Titre original : Network Properties of Local Fungal Communities Reveal the Anthropogenic Disturbance Consequences of Farming Practices in Vineyard Soils.
Résumé
Les agro-écosystèmes sont des systèmes naturels gérés par l’homme, et sont donc soumis à des règles écologiques générales. Une meilleure compréhension des facteurs ayant un impact sur la composante biotique de la stabilité des écosystèmes est nécessaire pour promouvoir la durabilité et la productivité de l’agriculture mondiale. Nous proposons ici une méthode permettant de déterminer les propriétés écologiques émergentes par l’inférence des propriétés de réseau dans les communautés microbiennes locales, et de les utiliser comme biomarqueurs de l’impact anthropique des différentes pratiques agricoles sur le fonctionnement des écosystèmes des sols viticoles. Dans un ensemble de données provenant de 350 échantillons de sols de vignobles aux États-Unis et en Espagne, nous avons observé que les communautés fongiques allaient d’arrangements de réseaux aléatoires à de petits réseaux locaux avec des niveaux différents de spécialisation. Certaines des propriétés des réseaux étudiés étaient fortement corrélées, définissant des modèles de propriétés écologiques émergentes qui sont influencées par le niveau d’intensification des pratiques culturales. Les pratiques à faible intervention (de la bio à la biodynamie) ont favorisé des réseaux densément groupés, décrivant un état d’équilibre basé sur des communautés mixtes (généralistes-collaboratives). Au contraire, dans les vignobles gérés de manière conventionnelle, nous avons observé des communautés faiblement groupées et très modulaires (spécialisées dans une niche), soutenues par un degré de sélection plus élevé (plus grande proportion de co-exclusion). Nous avons également constaté que, bien que des facteurs géographiques puissent expliquer les différentes dispositions des communautés fongiques dans les deux pays, la relation entre les propriétés du réseau dans les communautés fongiques locales permet de mieux saisir l’impact des pratiques agricoles, quel que soit l’endroit. Ainsi, nous émettons l’hypothèse que les propriétés des réseaux locaux peuvent être utilisées globalement pour évaluer l’effet des perturbations de l’écosystème sur les cultures, mais aussi pour évaluer l’effet des interventions humaines ou pour comparer les microbiomes des conditions saines par rapport aux conditions perturbées.
Introduction
Les biotopes terrestres interagissent. Les organismes de l’arbre de vie ont différents types de relations pour assurer leur survie par l’évolution et l’adaptation génétiques. Ces interactions ont des conséquences sur l’ensemble de l’écosystème où ces organismes se développent.
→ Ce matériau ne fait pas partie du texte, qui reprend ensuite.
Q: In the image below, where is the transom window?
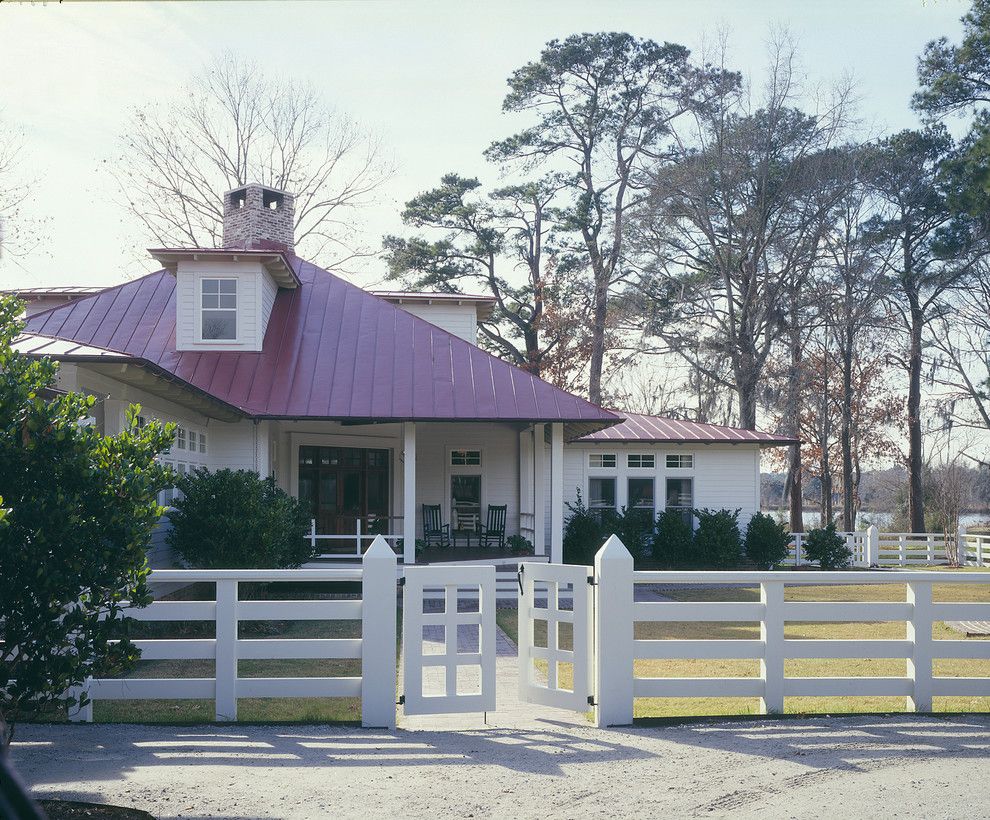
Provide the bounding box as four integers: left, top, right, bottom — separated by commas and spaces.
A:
450, 450, 481, 467
200, 279, 237, 340
626, 453, 657, 469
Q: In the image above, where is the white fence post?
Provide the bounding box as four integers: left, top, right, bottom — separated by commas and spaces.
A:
866, 524, 880, 567
760, 581, 784, 715
907, 581, 934, 712
215, 580, 237, 721
595, 535, 635, 727
361, 535, 398, 729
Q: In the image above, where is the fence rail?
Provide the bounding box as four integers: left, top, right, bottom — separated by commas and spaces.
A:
787, 526, 990, 567
595, 536, 990, 725
70, 539, 397, 727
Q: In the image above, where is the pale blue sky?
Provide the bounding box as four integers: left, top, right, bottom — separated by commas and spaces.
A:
0, 0, 968, 287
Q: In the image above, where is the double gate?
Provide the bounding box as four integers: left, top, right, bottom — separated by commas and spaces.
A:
402, 563, 594, 715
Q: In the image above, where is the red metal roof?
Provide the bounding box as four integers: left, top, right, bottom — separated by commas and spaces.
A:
26, 257, 620, 435
580, 411, 798, 446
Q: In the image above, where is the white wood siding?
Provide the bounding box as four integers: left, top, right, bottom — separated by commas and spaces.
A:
390, 302, 478, 344
175, 260, 278, 350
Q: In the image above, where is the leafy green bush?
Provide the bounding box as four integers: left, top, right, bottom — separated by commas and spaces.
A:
505, 534, 535, 555
694, 509, 742, 569
653, 510, 695, 569
168, 469, 314, 569
0, 297, 172, 744
745, 512, 791, 569
612, 507, 656, 562
564, 489, 607, 564
804, 524, 852, 569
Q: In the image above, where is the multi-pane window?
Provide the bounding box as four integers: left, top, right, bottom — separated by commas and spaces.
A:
200, 279, 237, 340
626, 478, 653, 513
666, 478, 694, 524
450, 450, 481, 467
588, 478, 615, 514
626, 453, 657, 469
588, 453, 615, 467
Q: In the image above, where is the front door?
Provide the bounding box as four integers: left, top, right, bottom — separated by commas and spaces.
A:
299, 446, 390, 535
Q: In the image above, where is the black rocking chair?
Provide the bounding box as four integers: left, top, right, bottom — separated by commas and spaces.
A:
478, 504, 506, 549
423, 504, 450, 547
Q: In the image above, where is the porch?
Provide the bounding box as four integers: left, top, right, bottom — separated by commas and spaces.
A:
266, 421, 565, 564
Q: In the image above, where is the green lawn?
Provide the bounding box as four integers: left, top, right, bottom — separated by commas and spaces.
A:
504, 584, 990, 717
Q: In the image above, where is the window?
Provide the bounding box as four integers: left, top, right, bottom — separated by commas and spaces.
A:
588, 478, 615, 515
626, 478, 653, 513
200, 279, 237, 340
588, 453, 615, 467
626, 453, 657, 470
450, 450, 481, 467
666, 478, 694, 524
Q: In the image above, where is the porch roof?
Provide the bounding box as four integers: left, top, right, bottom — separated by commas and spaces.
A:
26, 257, 621, 438
580, 413, 800, 447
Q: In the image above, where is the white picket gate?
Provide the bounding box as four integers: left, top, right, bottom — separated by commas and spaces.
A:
518, 564, 593, 712
402, 566, 496, 715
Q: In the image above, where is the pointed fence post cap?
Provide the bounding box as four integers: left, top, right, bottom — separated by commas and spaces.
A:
595, 534, 632, 564
364, 535, 398, 564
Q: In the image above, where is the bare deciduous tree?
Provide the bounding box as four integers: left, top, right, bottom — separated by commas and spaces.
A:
116, 54, 391, 266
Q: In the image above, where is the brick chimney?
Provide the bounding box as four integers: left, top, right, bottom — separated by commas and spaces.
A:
223, 183, 295, 253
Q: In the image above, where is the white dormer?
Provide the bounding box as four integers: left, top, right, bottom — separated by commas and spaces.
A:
372, 290, 495, 345
151, 183, 299, 350
152, 249, 299, 351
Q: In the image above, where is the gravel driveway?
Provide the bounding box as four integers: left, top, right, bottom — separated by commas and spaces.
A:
13, 715, 990, 820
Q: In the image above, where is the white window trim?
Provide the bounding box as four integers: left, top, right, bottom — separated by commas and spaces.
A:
195, 274, 242, 346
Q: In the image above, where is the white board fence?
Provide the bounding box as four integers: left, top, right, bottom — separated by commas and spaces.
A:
70, 537, 397, 728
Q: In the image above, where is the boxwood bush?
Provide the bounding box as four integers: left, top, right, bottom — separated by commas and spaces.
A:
653, 510, 695, 569
804, 524, 852, 569
694, 509, 742, 569
168, 469, 314, 569
744, 512, 791, 569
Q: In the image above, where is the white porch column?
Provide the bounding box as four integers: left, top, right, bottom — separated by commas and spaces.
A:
402, 421, 416, 565
550, 421, 564, 564
533, 424, 547, 555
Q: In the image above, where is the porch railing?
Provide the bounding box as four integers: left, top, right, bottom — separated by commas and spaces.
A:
306, 515, 405, 560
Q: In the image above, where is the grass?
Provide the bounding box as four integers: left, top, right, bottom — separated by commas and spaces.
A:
495, 572, 990, 718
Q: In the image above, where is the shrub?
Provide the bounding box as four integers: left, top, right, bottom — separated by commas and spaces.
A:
0, 297, 172, 757
653, 510, 695, 568
694, 510, 742, 569
745, 512, 791, 569
564, 489, 606, 564
804, 524, 852, 569
612, 507, 656, 562
505, 534, 535, 555
168, 469, 313, 569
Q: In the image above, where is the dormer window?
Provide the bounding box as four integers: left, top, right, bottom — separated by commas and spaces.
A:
200, 279, 237, 341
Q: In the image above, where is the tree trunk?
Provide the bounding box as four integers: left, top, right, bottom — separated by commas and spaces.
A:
907, 293, 925, 532
786, 324, 804, 532
588, 273, 608, 405
840, 324, 856, 532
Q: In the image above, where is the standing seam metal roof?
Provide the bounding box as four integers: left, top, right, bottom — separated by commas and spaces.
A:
19, 257, 621, 429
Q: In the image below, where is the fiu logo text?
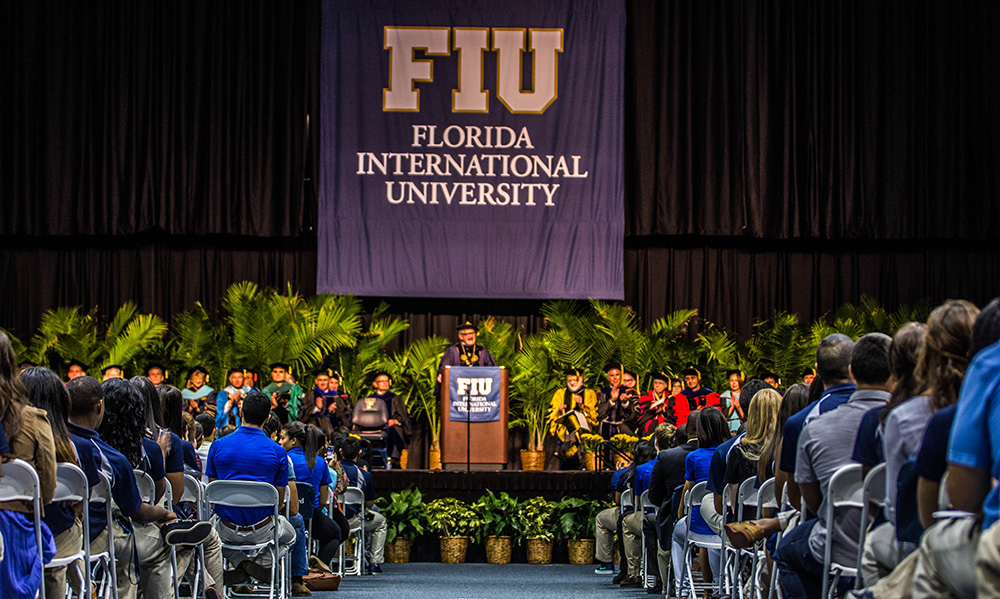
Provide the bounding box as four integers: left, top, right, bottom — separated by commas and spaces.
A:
382, 27, 563, 114
456, 377, 493, 396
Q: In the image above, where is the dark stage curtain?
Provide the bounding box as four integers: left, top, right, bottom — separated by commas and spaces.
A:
625, 0, 1000, 239
0, 0, 319, 237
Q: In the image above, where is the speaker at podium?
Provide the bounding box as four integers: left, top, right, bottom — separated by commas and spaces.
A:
441, 366, 508, 470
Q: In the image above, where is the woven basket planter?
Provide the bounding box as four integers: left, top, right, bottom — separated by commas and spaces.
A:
527, 537, 552, 564
427, 449, 441, 470
566, 539, 597, 566
486, 536, 511, 564
441, 537, 469, 564
521, 449, 545, 470
385, 537, 413, 564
Les communautés écologiques peuvent être définies par des propriétés qui résultent de la prédiction des taxons constitutifs, propriétés connues sous le nom de “Community Aggregated Traits”. Cependant, les écosystèmes peuvent également être définis non par leurs taxons, mais par les propriétés émergentes qui résultent d’arrangements communautaires spécifiques. Les propriétés émergentes sont directement liées à la fonctionnalité des communautés végétales (c’est-à-dire le taux de survie des graines), des communautés animales (c’est-à-dire le comportement des animaux ; les interactions entre l’homme et la société) et des communautés microbiennes (c’est-à-dire la densité du biofilm, en tant que cause du comportement), ou toutes ensemble comme un tout (c’est-à-dire la compétition, la force de prédation). Tant les traits agrégés que les propriétés émergentes sont des caractéristiques qui déterminent directement les processus écologiques, lesquels déterminent en outre les pools d’espèces ou les flux trophiques.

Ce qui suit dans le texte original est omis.